Using Rec Room, businesses can customise their “Work Perks” to their specific industry and internal culture. For example, a fitness centre might offer free vegan lunches for a week. An IT business might offer free subscriptions to a SaaS platform of the employee’s choice.
Customised Work Perks Reward employees that are already demonstrating company values. When you recognise their behaviour and Reward it, employees are incentivised to repeat this behaviour. Not only does this create a cycle of positive reinforcement, but it also indirectly signals what desirable performance is to others in the workplace.

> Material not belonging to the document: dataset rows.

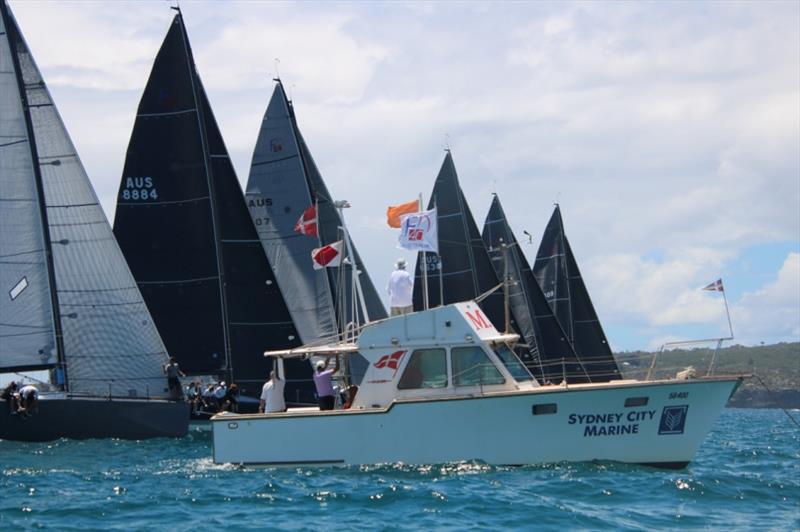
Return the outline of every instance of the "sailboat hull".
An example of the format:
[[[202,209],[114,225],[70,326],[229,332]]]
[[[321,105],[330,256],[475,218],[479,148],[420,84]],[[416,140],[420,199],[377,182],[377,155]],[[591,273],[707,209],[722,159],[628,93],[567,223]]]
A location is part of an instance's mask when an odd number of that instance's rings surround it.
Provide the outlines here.
[[[189,404],[163,400],[48,397],[29,417],[12,415],[0,401],[0,439],[50,441],[59,438],[179,438],[189,429]]]
[[[521,465],[609,460],[681,468],[740,378],[586,384],[397,400],[383,409],[212,419],[214,461],[250,465]]]

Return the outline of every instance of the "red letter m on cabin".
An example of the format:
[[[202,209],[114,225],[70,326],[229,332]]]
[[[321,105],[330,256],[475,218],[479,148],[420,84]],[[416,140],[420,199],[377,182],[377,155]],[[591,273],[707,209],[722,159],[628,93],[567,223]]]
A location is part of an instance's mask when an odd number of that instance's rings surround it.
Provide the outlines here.
[[[471,312],[466,312],[469,321],[472,322],[472,325],[475,326],[476,329],[491,329],[492,324],[481,314],[480,309],[475,309],[475,315],[473,316]]]

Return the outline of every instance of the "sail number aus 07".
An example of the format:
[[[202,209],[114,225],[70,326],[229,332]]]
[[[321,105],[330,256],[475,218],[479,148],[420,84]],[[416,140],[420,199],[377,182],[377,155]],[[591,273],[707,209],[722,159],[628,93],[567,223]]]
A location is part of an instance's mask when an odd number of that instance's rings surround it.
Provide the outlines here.
[[[147,201],[158,199],[158,192],[152,177],[126,177],[120,196],[123,200]]]

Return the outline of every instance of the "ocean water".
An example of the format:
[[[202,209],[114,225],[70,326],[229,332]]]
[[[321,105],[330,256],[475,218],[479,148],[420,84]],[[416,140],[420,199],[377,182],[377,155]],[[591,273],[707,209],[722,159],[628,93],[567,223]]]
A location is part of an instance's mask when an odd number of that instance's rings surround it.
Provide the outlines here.
[[[800,529],[800,429],[780,410],[726,410],[680,471],[616,463],[241,469],[210,456],[202,433],[0,441],[0,530]]]

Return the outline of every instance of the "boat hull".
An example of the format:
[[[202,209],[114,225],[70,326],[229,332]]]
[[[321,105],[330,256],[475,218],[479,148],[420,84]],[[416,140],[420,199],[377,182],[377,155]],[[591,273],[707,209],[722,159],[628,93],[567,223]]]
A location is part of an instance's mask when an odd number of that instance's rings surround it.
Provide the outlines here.
[[[374,410],[224,414],[212,419],[214,461],[269,466],[612,460],[681,468],[740,382],[607,383],[403,400]]]
[[[29,417],[12,415],[0,400],[0,439],[50,441],[59,438],[178,438],[189,429],[189,405],[163,400],[48,397]]]

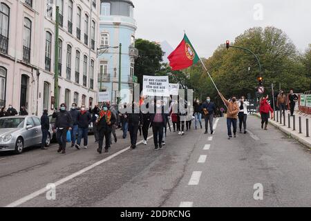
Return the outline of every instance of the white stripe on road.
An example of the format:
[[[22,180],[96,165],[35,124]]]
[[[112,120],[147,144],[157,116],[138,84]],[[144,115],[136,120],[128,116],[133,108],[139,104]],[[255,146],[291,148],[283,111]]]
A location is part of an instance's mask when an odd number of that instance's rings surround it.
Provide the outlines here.
[[[194,206],[193,202],[182,202],[179,207],[192,207]]]
[[[191,177],[190,178],[190,181],[189,182],[188,185],[198,185],[200,182],[201,174],[202,171],[194,171],[194,173],[192,173]]]
[[[198,163],[199,164],[204,164],[206,161],[206,158],[207,158],[207,155],[201,155],[198,160]]]
[[[217,124],[218,124],[218,122],[219,122],[219,118],[217,118],[216,122],[215,122],[215,124],[214,124],[214,126],[213,126],[213,130],[214,131],[216,130],[216,128],[217,127]]]
[[[149,137],[147,138],[147,140],[150,140],[152,137],[153,137],[153,136],[150,136],[150,137]],[[142,144],[142,142],[143,142],[143,140],[138,142],[137,144]],[[82,175],[82,173],[84,173],[85,172],[87,172],[87,171],[91,170],[92,169],[93,169],[93,168],[95,168],[95,167],[96,167],[97,166],[100,166],[100,165],[102,164],[103,163],[104,163],[104,162],[107,162],[107,161],[109,161],[109,160],[110,160],[117,157],[117,155],[120,155],[121,153],[123,153],[124,152],[125,152],[126,151],[129,151],[129,149],[131,149],[131,146],[126,147],[126,148],[120,151],[119,152],[117,152],[117,153],[113,154],[112,155],[111,155],[111,156],[109,156],[109,157],[106,157],[106,158],[105,158],[104,160],[100,160],[100,161],[99,161],[99,162],[96,162],[96,163],[95,163],[95,164],[92,164],[91,166],[87,166],[87,167],[86,167],[86,168],[84,168],[84,169],[82,169],[82,170],[75,173],[73,173],[72,175],[68,175],[66,177],[64,177],[64,178],[63,178],[62,180],[59,180],[57,181],[56,182],[54,182],[53,184],[55,185],[55,186],[59,186],[59,185],[64,184],[64,182],[68,182],[68,181],[69,181],[70,180],[73,180],[73,178],[75,178],[75,177],[77,177],[77,176],[79,176],[80,175]],[[42,188],[41,189],[40,189],[40,190],[39,190],[37,191],[35,191],[35,192],[34,192],[34,193],[31,193],[31,194],[30,194],[28,195],[26,195],[26,197],[22,198],[21,199],[19,199],[19,200],[17,200],[17,201],[15,201],[15,202],[12,202],[11,204],[7,205],[7,206],[6,206],[6,207],[15,207],[15,206],[18,206],[22,204],[23,203],[26,202],[27,201],[29,201],[29,200],[30,200],[37,197],[38,195],[41,195],[42,193],[44,193],[45,192],[46,192],[49,189],[46,189],[46,187]]]
[[[203,147],[203,151],[208,151],[211,148],[211,144],[205,144]]]
[[[253,138],[254,140],[260,140],[259,137],[255,135],[252,131],[247,130],[248,133],[249,133],[249,136]]]

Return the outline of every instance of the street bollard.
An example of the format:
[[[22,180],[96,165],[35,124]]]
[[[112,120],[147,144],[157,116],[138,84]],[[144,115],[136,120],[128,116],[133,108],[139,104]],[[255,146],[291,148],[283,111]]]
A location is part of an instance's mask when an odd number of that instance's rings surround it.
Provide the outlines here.
[[[288,114],[288,128],[290,128],[290,115]]]
[[[309,119],[306,119],[307,122],[307,137],[309,137]]]
[[[302,132],[301,132],[301,117],[299,117],[299,133],[302,133]]]
[[[292,116],[292,130],[296,131],[296,117],[295,115]]]

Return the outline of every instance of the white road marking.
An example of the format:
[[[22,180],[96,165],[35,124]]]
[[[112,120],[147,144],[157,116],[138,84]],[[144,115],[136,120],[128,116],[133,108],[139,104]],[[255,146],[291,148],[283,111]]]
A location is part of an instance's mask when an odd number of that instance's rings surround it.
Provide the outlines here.
[[[217,124],[218,124],[218,122],[219,122],[219,118],[217,118],[216,122],[215,122],[215,124],[214,124],[214,126],[213,126],[213,130],[214,131],[216,130],[216,128],[217,127]]]
[[[204,164],[206,161],[206,158],[207,158],[207,155],[201,155],[198,160],[198,163],[199,164]]]
[[[194,171],[192,173],[190,180],[188,185],[194,186],[198,185],[200,182],[200,177],[201,177],[202,171]]]
[[[211,144],[205,144],[203,147],[203,151],[208,151],[211,148]]]
[[[150,137],[149,137],[147,138],[147,140],[150,140],[152,137],[153,137],[153,136],[150,136]],[[143,140],[138,142],[137,144],[142,144],[142,142],[143,142]],[[120,155],[121,153],[124,153],[126,151],[129,151],[129,149],[131,149],[131,146],[126,147],[126,148],[120,151],[119,152],[117,152],[117,153],[113,154],[112,155],[111,155],[111,156],[109,156],[109,157],[106,157],[106,158],[105,158],[104,160],[98,161],[97,162],[96,162],[96,163],[95,163],[95,164],[92,164],[91,166],[87,166],[87,167],[86,167],[86,168],[84,168],[84,169],[82,169],[82,170],[75,173],[73,173],[72,175],[68,175],[66,177],[64,177],[64,178],[63,178],[62,180],[59,180],[54,182],[53,184],[55,185],[55,186],[59,186],[59,185],[64,184],[64,182],[68,182],[68,181],[69,181],[70,180],[73,180],[73,178],[75,178],[75,177],[77,177],[77,176],[79,176],[80,175],[82,175],[82,173],[84,173],[85,172],[87,172],[87,171],[91,170],[92,169],[104,164],[104,162],[107,162],[107,161],[109,161],[109,160],[110,160],[117,157],[117,155]],[[23,203],[26,202],[27,201],[29,201],[30,200],[32,200],[33,198],[37,197],[38,195],[44,193],[48,190],[48,189],[47,189],[46,187],[42,188],[42,189],[39,189],[37,191],[35,191],[35,192],[34,192],[34,193],[32,193],[31,194],[29,194],[28,195],[26,195],[26,196],[25,196],[25,197],[23,197],[23,198],[21,198],[21,199],[19,199],[19,200],[17,200],[15,202],[13,202],[12,203],[6,206],[6,207],[16,207],[16,206],[18,206],[22,204]]]
[[[254,140],[260,140],[259,137],[255,135],[252,131],[249,130],[247,130],[248,133],[249,134],[249,136],[253,138]]]
[[[192,207],[194,206],[193,202],[182,202],[179,207]]]

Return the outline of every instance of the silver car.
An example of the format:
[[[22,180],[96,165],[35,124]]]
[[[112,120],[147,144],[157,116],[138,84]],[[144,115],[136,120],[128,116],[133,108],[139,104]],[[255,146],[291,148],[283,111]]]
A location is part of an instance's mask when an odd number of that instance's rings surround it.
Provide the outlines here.
[[[53,130],[50,126],[46,146],[50,144]],[[0,118],[0,151],[23,153],[23,148],[41,145],[42,132],[37,116],[14,116]]]

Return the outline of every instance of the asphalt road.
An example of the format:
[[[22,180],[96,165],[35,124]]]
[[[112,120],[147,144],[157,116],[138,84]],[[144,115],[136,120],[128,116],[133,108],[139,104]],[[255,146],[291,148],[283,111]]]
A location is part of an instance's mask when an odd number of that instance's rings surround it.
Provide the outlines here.
[[[225,119],[213,135],[168,132],[161,151],[151,140],[129,149],[119,131],[108,154],[97,154],[93,136],[88,149],[68,147],[64,155],[56,144],[0,153],[0,206],[311,206],[310,151],[259,124],[249,117],[250,133],[232,140]],[[50,183],[56,199],[48,200]],[[256,184],[262,200],[254,198]]]

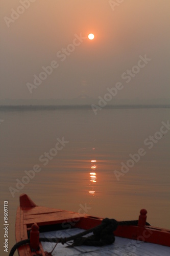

2. A personal employee experience

Take it from the man who invented management, Peter Drucker: “The true purpose of a business is to create and keep customers.” But, as Uber’s “#DeleteUber” social media backlash proves, the path to keeping customers is to keep stellar employees.
That’s why personalising Work Perks is so important. What we do for our customers is also what we should do for our employees. If we’re customising and personalising our customers’ experiences, then we need to provide the same experience for employees.
Personalising recognition shows employees that they’re contributions are not only registered but also valued. Employees are driven to work hard because they can quantify this value — they know it won’t remain unnoticed.

3. Loyalty on every level

Through EonX’s Community Hub module, platform Admins can manage and create a custom benefits catalogue relevant to their business and to their employees.
They can onboard and involve partners, local business’ and sponsors to co-exist within the one ecosystem.
Employees can not only access the Rewards they desire, but your business is also internally supporting and establishing a culture that cares about local businesses and affiliated partners. Through the introduction of this module, you’re once again subtly communicating that part of your business identity is to support local businesses and partners.

Come together, right now

Defining work culture is the first step. But, to truly make it come alive, you’ll need to connect the theory to a practice. And that’s where EonX’s employee recognition platform, Rec Room, helps you transform an idea into a movement. And, to truly inspire loyalty, you’ll need that movement to be driven by your employees’ own rave reviews.